I’d not heard of this before, but I’d love to explore it as a possible classroom activity. Do you have any resources on this? I’m also a fan of DIY projects with this stuff (and even having the students DIY if there is time), but if you have something as a launching point, that would be most appreciated!

2 Likes

I’d suggest it as DIY for both you and the students.

You can locate the head/tail boundary easily by aligning the protein sequences two myosins of different classes, like a muscle (II) and a V (my speciality). It’s the N-terminal ~900 residues for most. Some have N-terminal doodads that will change that.

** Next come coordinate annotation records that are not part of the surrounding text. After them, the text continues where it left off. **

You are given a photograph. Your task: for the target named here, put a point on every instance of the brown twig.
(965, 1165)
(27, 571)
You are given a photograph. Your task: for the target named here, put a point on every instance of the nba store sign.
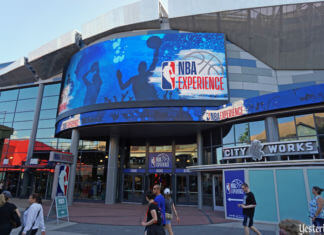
(191, 78)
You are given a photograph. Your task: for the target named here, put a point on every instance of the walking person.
(169, 206)
(153, 223)
(316, 208)
(159, 199)
(248, 206)
(33, 216)
(1, 186)
(9, 214)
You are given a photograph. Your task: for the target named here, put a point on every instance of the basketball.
(154, 42)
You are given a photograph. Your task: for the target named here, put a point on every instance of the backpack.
(159, 216)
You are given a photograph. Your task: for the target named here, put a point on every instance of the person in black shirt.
(153, 225)
(8, 214)
(248, 206)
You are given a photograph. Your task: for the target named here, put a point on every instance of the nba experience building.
(197, 98)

Using head domains goes very deep and has been used as a tool:

Richards, T. A. & Cavalier-Smith, T. Myosin domain evolution and the primary divergence of eukaryotes. Nature 436(7054):1113-8

Then, if you want to go into the tails of a particular group, I’d suggest my beloved myosin-V family. It has 3 members in vertebrate genomes.

If you need some help, maybe we should go through the alignments in public on a new thread and others can play along…

3 Likes

Another good analogy would be telescopes. Some telescopes are great for focusing in on single galaxies, but there is still a lot of information that we can gather from telescopes that have a large field of view but lower resolution. Different tools have different resolution, and the pictures they gather are used to put the larger collage together. No single paper using a single telescope is going to give us all the answers.

Because I am a science geek, the Large Synpoptic Survey Telescope and the James Webb telescope are the two upcoming telescopes to get excited about. They also fit neatly into the wide field of view v. high resolution analogy.

If my understanding is correct, this is why mitochondrial DNA is so helpful in closely related species. The rate of divergence is much higher which allows for greater resolution over shorter time periods. What you are looking for is DNA that will accumulate a certain number of mutations over the time period you are looking for, not too high and not too low.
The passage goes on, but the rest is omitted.